The U.S. president treated them warmly anyway. After meeting Putin, Trump told reporters that Putin was a “terrific person.” He defended the crown prince in a news conference, declaring that “nobody, so far, has pointed directly a finger at the future King of Saudi Arabia,” overlooking both the UN report and a U.S. intelligence assessment that Prince Mohammed signed off on the killing.

Trump has always prided himself on his willingness to speak with anyone, no matter how poor their record on human rights or their defiance of the United States.

“I think talking is great,” he said in Osaka. “I’m not going to say, ‘Oh, don’t talk to them. Don’t talk to them.”‘

But he seems unaware of the pitfalls of the approach. Chief among them: foreign leaders feel encouraged to stick with a strategy, now tried and tested, to circumvent the rest of the U.S. government and appeal directly to the president.

Patriot missiles

At his news conference, Trump presented an extraordinary defense of Turkish President Recep Tayyip Erdogan’s plan to buy a Russian anti-aircraft missile system in defiance of the U.S. and NATO. Trump claimed inaccurately that his predecessor Barack Obama had refused to sell the U.S. Patriot missile system to Erdogan’s government.

“Honestly, it is not really Erdogan’s fault,” he said.

In fact, the U.S. has repeatedly offered to sell the Patriot system to Turkey since 2013, but Erdogan has sought a transfer of technology with the deal so that he can develop and produce his own missiles. The U.S. has declined.

U.S. officials have privately expressed frustration that the president’s approach is complicating their ability to squeeze concessions from Turkey and get Erdogan to give up on the Russian S-400 system. But Erdogan has calculated that Trump will quash any effort by the administration or Congress to sanction Ankara if he goes ahead with the purchase.

Asked repeatedly in a meeting with Erdogan if he’d proceed with the sanctions, Trump didn’t answer directly. “We’re looking at it,” he said.

‘Catastrophic mistake’

Congress will almost certainly resist.
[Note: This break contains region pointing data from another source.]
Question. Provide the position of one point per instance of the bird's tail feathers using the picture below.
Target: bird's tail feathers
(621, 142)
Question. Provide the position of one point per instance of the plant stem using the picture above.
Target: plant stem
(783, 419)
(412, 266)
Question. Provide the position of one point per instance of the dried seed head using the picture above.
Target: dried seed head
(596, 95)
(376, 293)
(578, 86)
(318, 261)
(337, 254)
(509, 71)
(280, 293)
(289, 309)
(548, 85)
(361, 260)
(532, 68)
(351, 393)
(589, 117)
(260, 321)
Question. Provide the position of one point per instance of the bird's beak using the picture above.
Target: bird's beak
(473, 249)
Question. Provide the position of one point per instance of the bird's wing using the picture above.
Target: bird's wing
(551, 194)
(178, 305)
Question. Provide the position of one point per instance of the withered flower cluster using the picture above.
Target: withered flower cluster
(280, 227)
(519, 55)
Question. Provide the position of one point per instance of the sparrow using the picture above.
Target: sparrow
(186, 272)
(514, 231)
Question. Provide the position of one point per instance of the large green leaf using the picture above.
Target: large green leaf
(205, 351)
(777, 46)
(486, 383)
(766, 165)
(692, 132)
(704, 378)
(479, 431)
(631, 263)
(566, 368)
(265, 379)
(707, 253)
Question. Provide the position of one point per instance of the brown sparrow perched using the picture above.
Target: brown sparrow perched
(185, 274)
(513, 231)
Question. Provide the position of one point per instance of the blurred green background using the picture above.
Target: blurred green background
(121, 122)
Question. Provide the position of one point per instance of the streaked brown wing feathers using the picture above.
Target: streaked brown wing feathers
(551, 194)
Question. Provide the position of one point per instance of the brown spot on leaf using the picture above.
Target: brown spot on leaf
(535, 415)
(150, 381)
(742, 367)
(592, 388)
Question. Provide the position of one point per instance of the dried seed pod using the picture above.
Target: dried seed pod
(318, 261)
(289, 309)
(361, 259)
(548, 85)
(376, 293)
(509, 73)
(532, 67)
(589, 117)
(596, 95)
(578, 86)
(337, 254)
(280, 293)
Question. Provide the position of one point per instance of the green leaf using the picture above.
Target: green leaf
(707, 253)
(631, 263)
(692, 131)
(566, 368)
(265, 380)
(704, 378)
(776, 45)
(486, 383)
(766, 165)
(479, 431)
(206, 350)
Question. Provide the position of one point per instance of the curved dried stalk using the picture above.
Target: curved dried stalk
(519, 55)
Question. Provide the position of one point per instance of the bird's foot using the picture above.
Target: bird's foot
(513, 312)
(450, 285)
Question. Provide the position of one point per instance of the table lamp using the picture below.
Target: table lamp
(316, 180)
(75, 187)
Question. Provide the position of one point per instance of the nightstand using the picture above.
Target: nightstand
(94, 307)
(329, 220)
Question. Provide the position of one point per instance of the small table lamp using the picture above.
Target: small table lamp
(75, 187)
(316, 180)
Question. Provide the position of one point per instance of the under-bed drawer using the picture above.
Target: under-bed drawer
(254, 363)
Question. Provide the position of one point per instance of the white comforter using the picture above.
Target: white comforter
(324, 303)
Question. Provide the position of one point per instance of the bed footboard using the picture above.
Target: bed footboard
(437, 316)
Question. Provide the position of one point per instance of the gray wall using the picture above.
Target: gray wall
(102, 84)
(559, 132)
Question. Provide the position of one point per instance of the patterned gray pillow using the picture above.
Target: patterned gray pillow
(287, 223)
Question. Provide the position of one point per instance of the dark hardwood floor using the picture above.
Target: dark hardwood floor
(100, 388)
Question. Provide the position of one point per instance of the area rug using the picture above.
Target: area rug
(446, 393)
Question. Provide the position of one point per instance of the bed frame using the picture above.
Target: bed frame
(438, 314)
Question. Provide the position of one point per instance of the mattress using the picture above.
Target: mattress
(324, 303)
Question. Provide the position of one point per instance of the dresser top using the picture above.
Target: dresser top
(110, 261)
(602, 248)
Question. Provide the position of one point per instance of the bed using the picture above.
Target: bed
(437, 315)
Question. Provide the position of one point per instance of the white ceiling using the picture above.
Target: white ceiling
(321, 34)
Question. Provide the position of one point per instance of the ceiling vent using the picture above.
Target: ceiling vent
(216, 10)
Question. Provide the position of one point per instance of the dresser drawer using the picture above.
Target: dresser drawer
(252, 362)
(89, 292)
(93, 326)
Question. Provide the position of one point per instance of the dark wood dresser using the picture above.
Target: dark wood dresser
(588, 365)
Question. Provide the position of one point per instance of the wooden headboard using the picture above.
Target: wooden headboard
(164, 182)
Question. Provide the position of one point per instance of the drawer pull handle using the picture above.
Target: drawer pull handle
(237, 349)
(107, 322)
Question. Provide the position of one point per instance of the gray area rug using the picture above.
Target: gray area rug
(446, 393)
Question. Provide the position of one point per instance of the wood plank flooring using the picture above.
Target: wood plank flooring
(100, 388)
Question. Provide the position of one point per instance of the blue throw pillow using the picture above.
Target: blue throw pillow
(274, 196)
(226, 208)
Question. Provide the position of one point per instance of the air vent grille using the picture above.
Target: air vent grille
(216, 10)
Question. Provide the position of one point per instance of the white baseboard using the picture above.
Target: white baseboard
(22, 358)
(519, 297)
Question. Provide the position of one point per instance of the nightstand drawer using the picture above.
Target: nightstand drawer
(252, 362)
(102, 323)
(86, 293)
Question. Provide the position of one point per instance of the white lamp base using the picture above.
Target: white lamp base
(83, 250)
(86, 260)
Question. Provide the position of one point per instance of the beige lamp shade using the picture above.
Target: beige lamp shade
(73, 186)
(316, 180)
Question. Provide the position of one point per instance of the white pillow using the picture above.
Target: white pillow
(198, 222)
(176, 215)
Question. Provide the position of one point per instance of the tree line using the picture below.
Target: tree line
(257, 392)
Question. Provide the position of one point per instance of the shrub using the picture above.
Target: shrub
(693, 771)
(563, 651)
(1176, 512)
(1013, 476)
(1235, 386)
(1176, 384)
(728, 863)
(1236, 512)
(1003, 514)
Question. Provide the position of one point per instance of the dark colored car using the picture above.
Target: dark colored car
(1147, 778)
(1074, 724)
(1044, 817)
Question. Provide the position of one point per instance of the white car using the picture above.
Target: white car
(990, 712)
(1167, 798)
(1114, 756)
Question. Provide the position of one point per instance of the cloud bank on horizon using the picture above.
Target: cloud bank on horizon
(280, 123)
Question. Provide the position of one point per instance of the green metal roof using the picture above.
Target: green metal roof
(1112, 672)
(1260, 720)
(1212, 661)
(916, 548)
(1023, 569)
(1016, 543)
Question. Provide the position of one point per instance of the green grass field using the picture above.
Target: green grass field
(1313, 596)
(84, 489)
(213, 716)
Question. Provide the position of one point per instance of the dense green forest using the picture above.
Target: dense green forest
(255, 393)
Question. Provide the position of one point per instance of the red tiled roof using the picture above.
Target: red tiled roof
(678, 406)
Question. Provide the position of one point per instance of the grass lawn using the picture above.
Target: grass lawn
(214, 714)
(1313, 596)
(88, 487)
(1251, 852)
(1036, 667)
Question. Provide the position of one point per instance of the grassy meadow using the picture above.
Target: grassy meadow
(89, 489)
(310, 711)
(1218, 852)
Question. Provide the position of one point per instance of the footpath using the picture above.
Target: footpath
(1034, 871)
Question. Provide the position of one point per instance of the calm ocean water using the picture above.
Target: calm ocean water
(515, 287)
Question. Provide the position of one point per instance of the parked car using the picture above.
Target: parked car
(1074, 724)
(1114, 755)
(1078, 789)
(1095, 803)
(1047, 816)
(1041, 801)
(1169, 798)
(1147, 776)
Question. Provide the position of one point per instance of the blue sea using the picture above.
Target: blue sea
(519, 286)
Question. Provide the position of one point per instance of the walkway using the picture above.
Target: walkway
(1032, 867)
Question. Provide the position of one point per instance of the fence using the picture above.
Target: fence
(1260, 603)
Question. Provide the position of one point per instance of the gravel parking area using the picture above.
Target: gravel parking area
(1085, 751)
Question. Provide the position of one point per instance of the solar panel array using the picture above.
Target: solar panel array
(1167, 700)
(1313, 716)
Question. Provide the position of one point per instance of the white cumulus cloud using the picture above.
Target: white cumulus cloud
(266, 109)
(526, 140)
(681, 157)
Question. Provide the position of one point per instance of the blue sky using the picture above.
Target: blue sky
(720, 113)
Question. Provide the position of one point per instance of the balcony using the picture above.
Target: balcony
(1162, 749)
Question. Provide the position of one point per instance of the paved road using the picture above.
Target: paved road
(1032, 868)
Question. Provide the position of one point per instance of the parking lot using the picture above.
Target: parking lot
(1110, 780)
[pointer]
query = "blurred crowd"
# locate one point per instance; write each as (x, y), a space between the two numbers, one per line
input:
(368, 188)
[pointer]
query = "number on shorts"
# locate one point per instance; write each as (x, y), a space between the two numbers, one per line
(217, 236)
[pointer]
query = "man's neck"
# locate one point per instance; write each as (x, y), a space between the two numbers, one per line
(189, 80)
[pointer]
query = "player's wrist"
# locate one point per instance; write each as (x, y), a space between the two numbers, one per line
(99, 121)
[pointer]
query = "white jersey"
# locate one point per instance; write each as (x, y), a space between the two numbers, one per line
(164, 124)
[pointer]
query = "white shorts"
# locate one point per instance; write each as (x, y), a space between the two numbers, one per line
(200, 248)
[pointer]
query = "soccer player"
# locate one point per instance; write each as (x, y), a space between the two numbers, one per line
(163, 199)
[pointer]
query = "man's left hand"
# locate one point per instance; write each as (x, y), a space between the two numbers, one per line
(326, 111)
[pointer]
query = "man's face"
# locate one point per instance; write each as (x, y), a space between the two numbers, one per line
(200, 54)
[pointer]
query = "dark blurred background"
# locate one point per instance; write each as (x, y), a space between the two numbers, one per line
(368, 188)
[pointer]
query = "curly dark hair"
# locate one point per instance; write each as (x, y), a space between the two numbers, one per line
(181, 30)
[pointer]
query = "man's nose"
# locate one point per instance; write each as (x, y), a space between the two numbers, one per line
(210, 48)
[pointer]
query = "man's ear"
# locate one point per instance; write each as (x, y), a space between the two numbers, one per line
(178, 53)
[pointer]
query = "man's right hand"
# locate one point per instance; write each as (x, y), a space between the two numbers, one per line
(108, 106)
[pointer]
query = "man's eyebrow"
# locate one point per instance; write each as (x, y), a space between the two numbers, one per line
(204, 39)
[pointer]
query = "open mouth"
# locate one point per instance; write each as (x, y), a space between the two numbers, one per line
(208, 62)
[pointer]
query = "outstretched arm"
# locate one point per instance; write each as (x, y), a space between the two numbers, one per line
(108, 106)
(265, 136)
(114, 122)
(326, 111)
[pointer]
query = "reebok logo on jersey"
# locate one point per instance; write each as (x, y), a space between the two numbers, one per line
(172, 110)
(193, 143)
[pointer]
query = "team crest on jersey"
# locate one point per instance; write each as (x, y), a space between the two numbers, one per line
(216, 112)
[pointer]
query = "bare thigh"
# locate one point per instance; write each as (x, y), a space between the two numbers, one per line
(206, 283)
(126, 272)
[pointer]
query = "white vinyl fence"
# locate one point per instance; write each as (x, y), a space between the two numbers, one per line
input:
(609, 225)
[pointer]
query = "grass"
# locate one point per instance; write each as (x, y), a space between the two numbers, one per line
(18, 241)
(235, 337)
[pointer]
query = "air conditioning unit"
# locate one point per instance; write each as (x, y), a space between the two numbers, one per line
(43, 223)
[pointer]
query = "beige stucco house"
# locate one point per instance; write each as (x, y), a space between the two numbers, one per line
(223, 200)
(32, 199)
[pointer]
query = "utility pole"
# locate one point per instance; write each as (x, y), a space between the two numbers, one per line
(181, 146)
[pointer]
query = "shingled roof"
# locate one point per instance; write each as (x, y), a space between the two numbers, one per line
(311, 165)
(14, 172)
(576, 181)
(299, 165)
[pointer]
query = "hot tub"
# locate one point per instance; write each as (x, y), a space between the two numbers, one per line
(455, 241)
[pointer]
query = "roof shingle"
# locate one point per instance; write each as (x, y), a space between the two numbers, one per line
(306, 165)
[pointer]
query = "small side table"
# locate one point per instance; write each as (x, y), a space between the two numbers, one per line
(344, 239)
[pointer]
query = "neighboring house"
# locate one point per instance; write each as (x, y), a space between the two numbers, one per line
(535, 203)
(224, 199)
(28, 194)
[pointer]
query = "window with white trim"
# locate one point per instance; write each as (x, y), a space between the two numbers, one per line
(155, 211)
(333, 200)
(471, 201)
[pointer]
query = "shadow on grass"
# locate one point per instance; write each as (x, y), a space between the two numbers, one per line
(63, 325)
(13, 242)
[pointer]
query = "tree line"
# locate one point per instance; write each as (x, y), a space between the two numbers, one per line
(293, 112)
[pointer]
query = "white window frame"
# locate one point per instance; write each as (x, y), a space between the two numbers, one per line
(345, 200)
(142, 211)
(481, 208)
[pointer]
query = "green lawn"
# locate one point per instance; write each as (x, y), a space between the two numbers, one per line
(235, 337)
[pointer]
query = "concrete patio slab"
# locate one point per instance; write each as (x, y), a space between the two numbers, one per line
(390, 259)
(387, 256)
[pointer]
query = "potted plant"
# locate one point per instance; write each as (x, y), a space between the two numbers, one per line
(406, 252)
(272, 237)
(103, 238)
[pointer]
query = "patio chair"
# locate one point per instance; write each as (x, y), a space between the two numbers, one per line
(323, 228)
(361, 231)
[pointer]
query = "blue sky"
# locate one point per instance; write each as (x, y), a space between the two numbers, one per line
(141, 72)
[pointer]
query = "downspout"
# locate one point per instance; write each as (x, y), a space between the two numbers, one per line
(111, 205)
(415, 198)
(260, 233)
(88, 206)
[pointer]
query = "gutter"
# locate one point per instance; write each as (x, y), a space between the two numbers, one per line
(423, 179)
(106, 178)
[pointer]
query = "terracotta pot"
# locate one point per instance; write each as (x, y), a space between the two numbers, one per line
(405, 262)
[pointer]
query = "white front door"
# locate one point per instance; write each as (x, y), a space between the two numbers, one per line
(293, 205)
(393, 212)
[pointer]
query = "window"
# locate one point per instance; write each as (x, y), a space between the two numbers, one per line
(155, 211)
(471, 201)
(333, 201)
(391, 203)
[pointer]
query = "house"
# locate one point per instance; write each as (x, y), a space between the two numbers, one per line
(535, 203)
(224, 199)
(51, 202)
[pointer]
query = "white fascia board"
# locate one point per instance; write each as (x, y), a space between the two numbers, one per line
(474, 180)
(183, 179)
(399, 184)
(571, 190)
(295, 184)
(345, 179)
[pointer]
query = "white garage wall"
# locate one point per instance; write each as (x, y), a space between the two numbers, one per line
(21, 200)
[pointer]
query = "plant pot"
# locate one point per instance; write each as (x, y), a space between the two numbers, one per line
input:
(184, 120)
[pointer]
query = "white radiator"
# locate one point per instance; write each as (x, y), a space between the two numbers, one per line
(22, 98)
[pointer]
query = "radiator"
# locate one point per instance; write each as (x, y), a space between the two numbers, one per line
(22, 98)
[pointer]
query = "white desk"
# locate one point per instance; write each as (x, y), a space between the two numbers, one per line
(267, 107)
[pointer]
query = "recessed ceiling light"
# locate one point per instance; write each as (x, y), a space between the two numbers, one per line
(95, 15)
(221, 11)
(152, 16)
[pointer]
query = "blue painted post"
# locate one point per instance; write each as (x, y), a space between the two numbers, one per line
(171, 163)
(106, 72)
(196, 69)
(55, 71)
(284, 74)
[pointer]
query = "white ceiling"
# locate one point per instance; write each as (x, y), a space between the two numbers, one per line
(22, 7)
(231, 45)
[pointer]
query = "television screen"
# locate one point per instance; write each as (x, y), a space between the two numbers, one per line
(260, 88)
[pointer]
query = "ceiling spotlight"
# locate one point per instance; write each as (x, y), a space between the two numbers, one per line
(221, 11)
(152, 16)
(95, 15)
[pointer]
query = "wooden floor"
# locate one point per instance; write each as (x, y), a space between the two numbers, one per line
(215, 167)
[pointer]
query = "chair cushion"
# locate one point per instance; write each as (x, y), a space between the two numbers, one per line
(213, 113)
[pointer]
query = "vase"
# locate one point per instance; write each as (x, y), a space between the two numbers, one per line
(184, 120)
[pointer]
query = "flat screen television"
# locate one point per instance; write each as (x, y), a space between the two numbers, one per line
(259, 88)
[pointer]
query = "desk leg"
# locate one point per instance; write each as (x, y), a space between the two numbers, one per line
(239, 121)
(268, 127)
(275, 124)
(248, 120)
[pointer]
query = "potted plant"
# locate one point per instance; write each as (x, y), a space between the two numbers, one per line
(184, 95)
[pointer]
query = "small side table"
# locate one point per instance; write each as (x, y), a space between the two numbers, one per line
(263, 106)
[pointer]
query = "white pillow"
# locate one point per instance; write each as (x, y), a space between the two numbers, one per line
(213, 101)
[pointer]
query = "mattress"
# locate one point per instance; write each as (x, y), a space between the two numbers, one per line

Even some of Trump’s stalwart allies appeared queasy with his approach at the G-20. They included Florida Senator Marco Rubio, who criticized the president for concessions to China’s Huawei Technologies Co. as Washington and Beijing press forward with trade talks.

“If President Trump has agreed to reverse recent sanctions against #Huawei he has made a catastrophic mistake,” Rubio said in a tweet. “It will destroy the credibility of his administration’s warnings about the threat posed by the company, no one will ever again take them seriously.”

Read more: Trump’s DMZ Summit Shows How Little Kim Has Conceded on Nukes

One strongman not at the event also enjoyed Trump’s affirmation. Before leaving the G-20 for a stop in South Korea, Trump offered to meet Kim at the DMZ, apparently for the sheer spectacle. After their sit down on Sunday, Trump announced the resumption of talks over North Korea’s nuclear program.

North Korean leaders have craved a meeting with a U.S. leader for decades to legitimize their own rule and, obliquely, their nuclear ambitions. Trump’s sit-down with Kim was their third, even though there’s been no progress for months in convincing Pyongyang to relinquish its arsenal.

“We are tying to work it out,” Trump said. “A handshake means a lot.”